Where h is the planck constant

8. Apr 16, 2015

### ddd123

A complex number $a+ib$ can also be expressed as $\rho e^{i \phi}$ where $\rho$ is called amplitude and $\phi$ the phase in the language of signals and waves.

9. Apr 16, 2015

### TimeRip496

So for this, the phase is relates to the wave property displayed by the classical particle? You mean the trajectory of the classical particle can be thought of as the wave of that classical particle?

10. Apr 16, 2015

### Staff: Mentor

Could you please explain, because I don't see the problem and would like to know what I'm missing.

11. Apr 16, 2015

### ddd123

No, in this case the phase is simply that of the wavefunction representing the quantum particle.

12. Apr 16, 2015

### stevendaryl

Staff Emeritus
Yeah, I didn't see what was wrong with it, either, except for a tiny flaw: The formula uses $t_0$ as an arbitrary starting time, but the expression $e^{-i E t/\hbar}$ only works if $t_0 = 0$. The expression should really be: $e^{-i E (t-t_0)/\hbar}$

13. Apr 16, 2015

### vanhees71

What's wrong is obviously to write an expression like $|\psi(x,t) \rangle$. A state ket doesn't know a priory about any observables. It should read $|\psi(t) \rangle$ and to be complete you have to say in which picture of time evolution you work. Most QM texts work in the Schrödinger picture and only switch to the interaction picture when needed for perturbative scattering theory. Then the full time dependence is on the states, and operators representing observables are time in-dependent (except you have some explicit time dependence, but this we neglect here, and you rarely need it in practice anyway). Then also the eigenvectors of operators representing observables are, of course, independent of time.

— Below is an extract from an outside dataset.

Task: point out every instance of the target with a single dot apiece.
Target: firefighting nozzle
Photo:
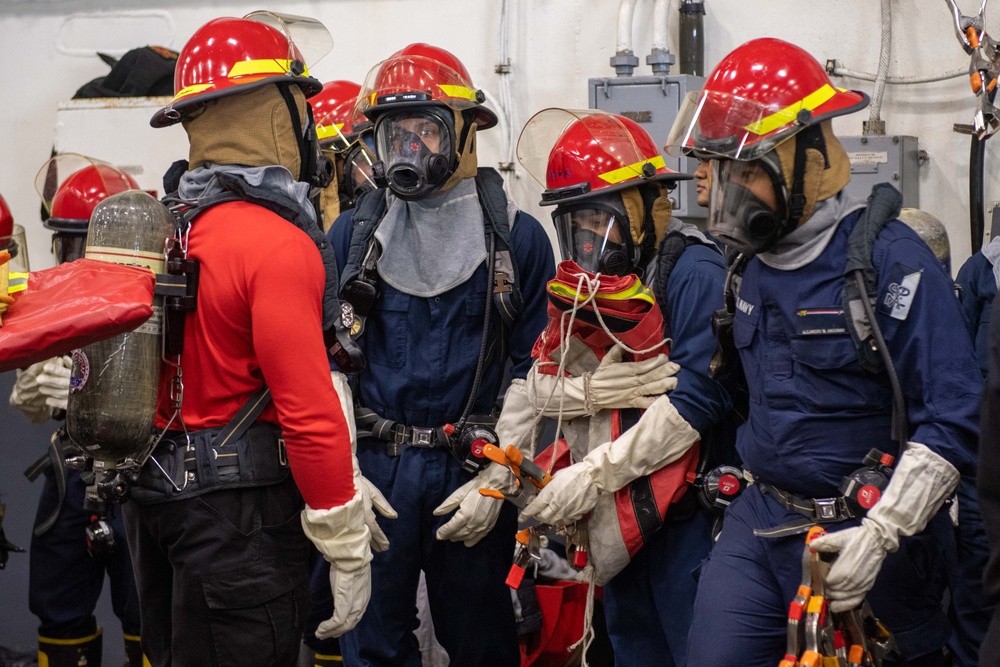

The wave function is a picture-independent quantity and always a (formal) scalar product between an eigenvector of an operator representing an observable (e.g., position) and a state ket:
$$\psi(t,x)=\langle x|\psi(t) \rangle.$$
This object "knows" something about the position of the particle, namely, according to Born's rule,
$$P_{\psi}(t,x)=|\psi(t,x)|^2$$
is the probability distribution for the position of the particle, given it is in the state represented by $|\psi(t) \rangle$ (or more precisely the state is reprented by the corresponding ray or the Statistical Operator $|\psi(t) \rangle \langle \psi(t)|$.

A notation like $|\psi(x,t) \rangle$ is confusing at best and leads to mistakes at worst!

14. Apr 16, 2015

### Staff: Mentor

I completely agree. I even teach my students explicitly never to write that. But as you wrote "already Eq. (1) is plain wrong," I stopped reading at eq. (1) and couldn't figure out what was so wrong, but that ket only appears after eq. (1).

15. Apr 16, 2015

### vanhees71

Yep, it's equation (2). Sorry for the confusion!